Corollary on splitting field of polynomial

Question

Need help in understanding a point in a proof: Let $F$ be a commutative field and $p\in F[X]$, $\deg (p) \geq 2$, an irreducible polynomial, then the ring $F[X]/pF[X]$ (quotient) is a field.

$pF[X]$ is an ideal of $F[X]$ - check
$F[X]/pF[X]$ is a commutative ring - check

Let's denote an element in $F[X]/pF[X]$ as $\bar{f}$
Let $\bar{0}\neq \bar{f}\in F[X]/pF[X]$. $f,p$ have no common divisors and as such there exist polynomials $x,y\in F[X]$ such that: $fx+py = 1$ due to which:
$$\bar{1} = \overline{fx+py} = \overline{fx}+\overline{py} = \overline{fx} $$

This is where I lose track. Why is $\bar{p}=\bar{0}$?

Isn't a quotient given as $F[X]/pF[X] :=\{\bar{x}=x+pF[X]\ : x\in F[X] \}$? So why does this make $\bar{p} =\bar{0}$

Answer 1

$\overline{p}$ means the image of $p$ under the canonical quotient map $F[x] \to F[x]/(p)$. The quotient collapses $p$ so the image is zero. Also, as you note, elements are of the form $x + p F[x]$. In order to write $p$ in that form, note that we just take $x = 0$.

Answer 2

$$\bar p=pF[x]=0+pF(x)=\bar 0$$

But an other way to check that $F[X]/(p)$ is a field is to show that $(p)$ is maximal. Since $F$ is a field, $F[X]$ is a PID, and thus all ideal are principal. Let $(g)\supset (p)$ an ideal that contain $(p)$. Therefore $g\mid p$ and thus $g=up$ since $p$ is irreducible, where $u$ is a unit. Therefore $g\in (p)$ and thus $(p)=(g)$. Therefore $(p)$ is maximal and thus $F[X]/(p)$ is a field.

Answer 3

When you "quotient out" by a polynomial, you are really quotienting out by the ideal generated by that polynomial.
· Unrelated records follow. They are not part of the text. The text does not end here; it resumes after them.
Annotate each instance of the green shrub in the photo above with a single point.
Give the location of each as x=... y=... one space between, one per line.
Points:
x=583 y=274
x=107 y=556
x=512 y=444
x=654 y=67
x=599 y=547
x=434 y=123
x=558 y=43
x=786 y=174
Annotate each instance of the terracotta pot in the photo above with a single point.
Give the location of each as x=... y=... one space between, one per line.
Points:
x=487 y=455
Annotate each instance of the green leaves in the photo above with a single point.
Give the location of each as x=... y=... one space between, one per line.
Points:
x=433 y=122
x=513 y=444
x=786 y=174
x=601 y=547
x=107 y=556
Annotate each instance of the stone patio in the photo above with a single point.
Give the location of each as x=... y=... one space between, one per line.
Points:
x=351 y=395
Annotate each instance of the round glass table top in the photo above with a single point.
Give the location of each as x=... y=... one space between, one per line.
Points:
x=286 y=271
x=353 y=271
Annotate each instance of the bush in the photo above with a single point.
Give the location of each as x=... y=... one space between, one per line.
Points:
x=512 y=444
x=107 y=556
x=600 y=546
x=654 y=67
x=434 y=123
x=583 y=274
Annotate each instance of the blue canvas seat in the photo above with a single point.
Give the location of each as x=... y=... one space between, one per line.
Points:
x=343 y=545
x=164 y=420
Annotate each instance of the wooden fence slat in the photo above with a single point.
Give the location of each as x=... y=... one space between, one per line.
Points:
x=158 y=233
When it comes time to check which equivalence classes things are in you can think to yourself what do I have to add to $p$ to make it an element of the ideal generated by p. Well it is already in the ideal generated by p and so we don't have to add anything, that is $\overline{p} = 0$.